In his story “Shakespeare’s memory” J.L. Borges wrote that Blake was more complicated than he was complex. Borges was speaking offhandedly of the mythology in Blake’s work, the likes of Blake’s “Europe,” “America,” “Jerusalem,” and certainly not of Blake’s proverbial virtuosity, his unforgettable “lineaments of gratified desire,” or his “smile of smiles” in so many of his sparser poems and texts. And Blake did invariably turn on the style. What a po-mo precursor his splendid “Proverbs of Hell” was to the sequence poem, for example. What a Dr. Seuss his “Tyger” or “Poison Tree.”

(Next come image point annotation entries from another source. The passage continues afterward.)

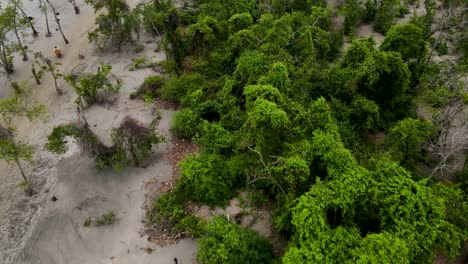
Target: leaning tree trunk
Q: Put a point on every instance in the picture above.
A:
(7, 135)
(36, 76)
(58, 22)
(43, 4)
(6, 64)
(77, 9)
(51, 69)
(26, 17)
(97, 147)
(20, 43)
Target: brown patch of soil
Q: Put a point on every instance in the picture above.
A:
(377, 139)
(182, 148)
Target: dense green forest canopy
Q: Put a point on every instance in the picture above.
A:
(279, 104)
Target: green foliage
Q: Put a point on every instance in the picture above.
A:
(167, 209)
(88, 85)
(249, 66)
(140, 63)
(12, 149)
(206, 179)
(353, 11)
(224, 9)
(56, 139)
(225, 242)
(176, 87)
(268, 125)
(410, 42)
(353, 212)
(365, 113)
(215, 139)
(136, 139)
(149, 87)
(382, 248)
(185, 124)
(106, 219)
(153, 15)
(386, 13)
(239, 22)
(114, 27)
(407, 138)
(276, 107)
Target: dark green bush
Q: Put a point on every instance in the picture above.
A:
(167, 209)
(206, 179)
(177, 87)
(191, 225)
(225, 242)
(185, 124)
(215, 139)
(149, 87)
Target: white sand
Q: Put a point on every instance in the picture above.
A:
(37, 230)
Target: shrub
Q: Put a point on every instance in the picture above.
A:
(177, 87)
(206, 179)
(191, 225)
(106, 219)
(185, 123)
(149, 87)
(225, 242)
(167, 209)
(215, 139)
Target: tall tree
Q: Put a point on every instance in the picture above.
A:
(12, 149)
(6, 47)
(43, 7)
(46, 65)
(116, 25)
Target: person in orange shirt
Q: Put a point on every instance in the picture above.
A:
(57, 52)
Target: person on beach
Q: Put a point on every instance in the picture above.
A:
(57, 52)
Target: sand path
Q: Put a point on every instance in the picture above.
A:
(37, 230)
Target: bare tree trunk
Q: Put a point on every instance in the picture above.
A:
(28, 20)
(5, 63)
(29, 190)
(48, 34)
(77, 9)
(51, 69)
(23, 50)
(58, 22)
(36, 77)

Amjad Nasser, the late Jordanian poet, wrote “Biography of a Caged Tiger,” a long prose poem “in conversation with William Blake.” Nasser’s extended family name is the diminutive word for tiger in Arabic. He dedicated the poem to his grandson: a remarkable mediation in seven pages on nearly every distilled phrase and question in Blake’s poem.

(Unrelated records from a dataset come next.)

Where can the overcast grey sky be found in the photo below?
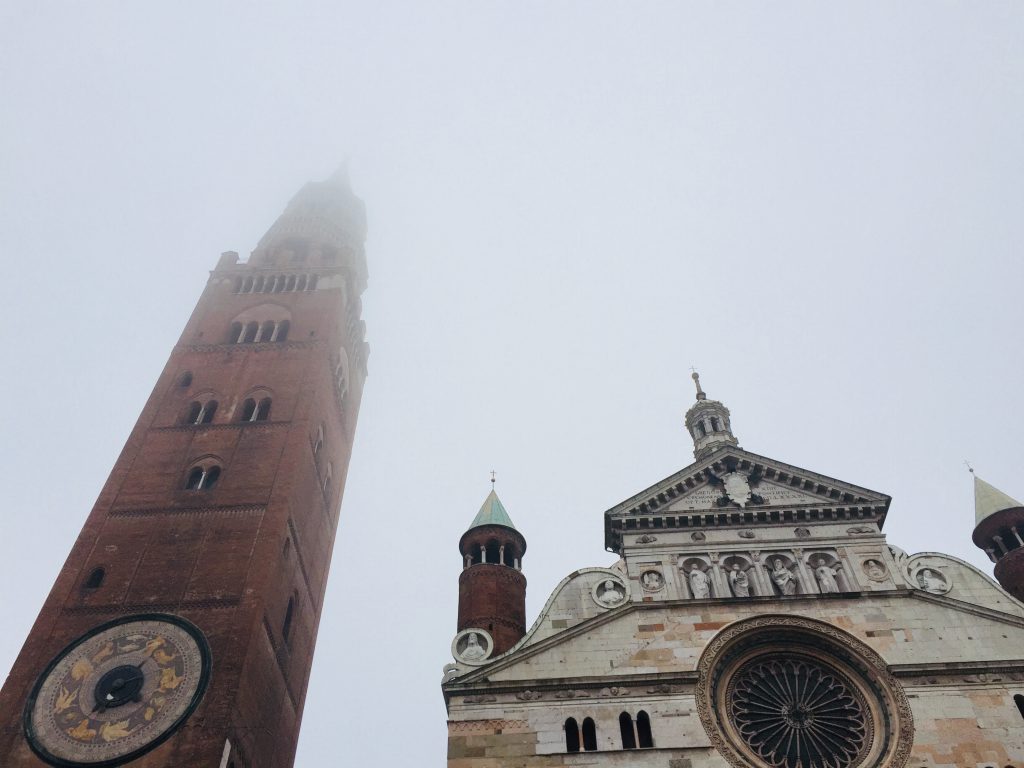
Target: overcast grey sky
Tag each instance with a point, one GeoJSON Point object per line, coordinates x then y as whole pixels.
{"type": "Point", "coordinates": [818, 205]}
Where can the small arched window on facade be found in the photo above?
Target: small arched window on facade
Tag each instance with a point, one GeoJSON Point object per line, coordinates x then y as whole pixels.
{"type": "Point", "coordinates": [644, 739]}
{"type": "Point", "coordinates": [95, 580]}
{"type": "Point", "coordinates": [203, 477]}
{"type": "Point", "coordinates": [589, 734]}
{"type": "Point", "coordinates": [626, 729]}
{"type": "Point", "coordinates": [571, 735]}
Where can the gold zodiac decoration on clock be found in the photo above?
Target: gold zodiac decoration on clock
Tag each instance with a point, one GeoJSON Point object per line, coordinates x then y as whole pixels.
{"type": "Point", "coordinates": [118, 691]}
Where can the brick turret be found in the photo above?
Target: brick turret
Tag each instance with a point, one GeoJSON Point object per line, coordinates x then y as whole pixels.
{"type": "Point", "coordinates": [998, 530]}
{"type": "Point", "coordinates": [492, 587]}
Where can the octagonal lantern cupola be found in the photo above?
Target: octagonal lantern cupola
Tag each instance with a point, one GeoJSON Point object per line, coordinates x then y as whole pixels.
{"type": "Point", "coordinates": [999, 531]}
{"type": "Point", "coordinates": [492, 587]}
{"type": "Point", "coordinates": [708, 423]}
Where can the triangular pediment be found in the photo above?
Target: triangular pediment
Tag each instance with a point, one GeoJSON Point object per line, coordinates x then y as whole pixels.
{"type": "Point", "coordinates": [734, 481]}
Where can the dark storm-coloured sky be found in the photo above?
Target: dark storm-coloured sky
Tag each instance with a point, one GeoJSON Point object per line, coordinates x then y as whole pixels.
{"type": "Point", "coordinates": [818, 205]}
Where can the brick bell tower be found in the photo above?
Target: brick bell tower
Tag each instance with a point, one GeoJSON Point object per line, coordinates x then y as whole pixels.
{"type": "Point", "coordinates": [180, 631]}
{"type": "Point", "coordinates": [492, 587]}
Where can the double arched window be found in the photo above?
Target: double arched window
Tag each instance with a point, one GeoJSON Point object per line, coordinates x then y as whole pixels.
{"type": "Point", "coordinates": [635, 734]}
{"type": "Point", "coordinates": [255, 410]}
{"type": "Point", "coordinates": [200, 412]}
{"type": "Point", "coordinates": [203, 477]}
{"type": "Point", "coordinates": [572, 733]}
{"type": "Point", "coordinates": [255, 332]}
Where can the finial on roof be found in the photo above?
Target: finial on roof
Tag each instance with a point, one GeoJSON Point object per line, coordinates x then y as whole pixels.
{"type": "Point", "coordinates": [340, 176]}
{"type": "Point", "coordinates": [696, 381]}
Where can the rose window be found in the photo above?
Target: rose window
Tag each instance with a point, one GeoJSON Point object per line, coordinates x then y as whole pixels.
{"type": "Point", "coordinates": [794, 712]}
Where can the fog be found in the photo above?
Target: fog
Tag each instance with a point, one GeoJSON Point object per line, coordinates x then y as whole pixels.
{"type": "Point", "coordinates": [817, 205]}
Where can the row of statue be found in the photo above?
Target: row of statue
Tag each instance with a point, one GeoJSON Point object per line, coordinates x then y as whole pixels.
{"type": "Point", "coordinates": [783, 579]}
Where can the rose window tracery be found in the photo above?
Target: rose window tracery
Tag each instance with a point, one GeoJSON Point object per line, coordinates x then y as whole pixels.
{"type": "Point", "coordinates": [783, 691]}
{"type": "Point", "coordinates": [796, 713]}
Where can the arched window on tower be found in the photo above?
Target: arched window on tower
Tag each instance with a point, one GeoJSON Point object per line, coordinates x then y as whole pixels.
{"type": "Point", "coordinates": [644, 739]}
{"type": "Point", "coordinates": [318, 444]}
{"type": "Point", "coordinates": [200, 413]}
{"type": "Point", "coordinates": [494, 550]}
{"type": "Point", "coordinates": [95, 580]}
{"type": "Point", "coordinates": [589, 734]}
{"type": "Point", "coordinates": [626, 729]}
{"type": "Point", "coordinates": [571, 735]}
{"type": "Point", "coordinates": [327, 482]}
{"type": "Point", "coordinates": [248, 409]}
{"type": "Point", "coordinates": [286, 628]}
{"type": "Point", "coordinates": [203, 477]}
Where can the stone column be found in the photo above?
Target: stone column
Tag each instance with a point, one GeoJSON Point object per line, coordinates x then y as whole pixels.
{"type": "Point", "coordinates": [808, 583]}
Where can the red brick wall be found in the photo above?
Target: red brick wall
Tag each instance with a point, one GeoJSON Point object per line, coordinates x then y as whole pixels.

William Blake is an eternal flame free of nation, of language as such. There’s this Arabic saying attributed to Imam Ali, the Prophet’s cousin, and for years I could never conjure a satisfactory English for it, perhaps because I was stuck on how the Arabic saying is an acute sentence in four words: a noun sentence whose predicate is a verb sentence, suffixes and all. I understood Blake better when I found the Arabic saying’s perfect echo in his “Auguries of Innocence”: “A truth that’s told with bad intent / Beats all the lies you can invent.” I love how brazenly and effortlessly Blake, pre-flaneur, pulls off his “poncif” like a sufi concerned only with the illumination before him in a commercial world.

 

**

 

The seventh poem was Emily Dickinson’s “Because I could not stop for death.” Its opening stanza was the first verse I memorized in English, the first verse in English that instantly commanded me to remember it. But Emily, you, too, have become a national obsession that regulates your DNA transfer to those who can claim you as their ancestor through the pluripotent American self. Emily, our riches and institutions propel us, have filled the amphitheaters of our pockets (and may fill more). They’ve built an audience so huge it gathers in modern scales of distributed wealth spread out against our almost-continent — an optical illusion of anti-super-size-me schools of solitude. Emily, our symbionts may differ, but both you and I are generalist trees in the one forest. And I keep returning to you, in secret stadiums of my Palestinian heart. Your “butterfly’s assumption-gown” and “artist spider” who “has never been employed.” Your time of which you hadn’t enough to hate, to finish enmity, or to perfect affection — still it was your time, your little toil of love (your “sedentary toil”) — large enough for me.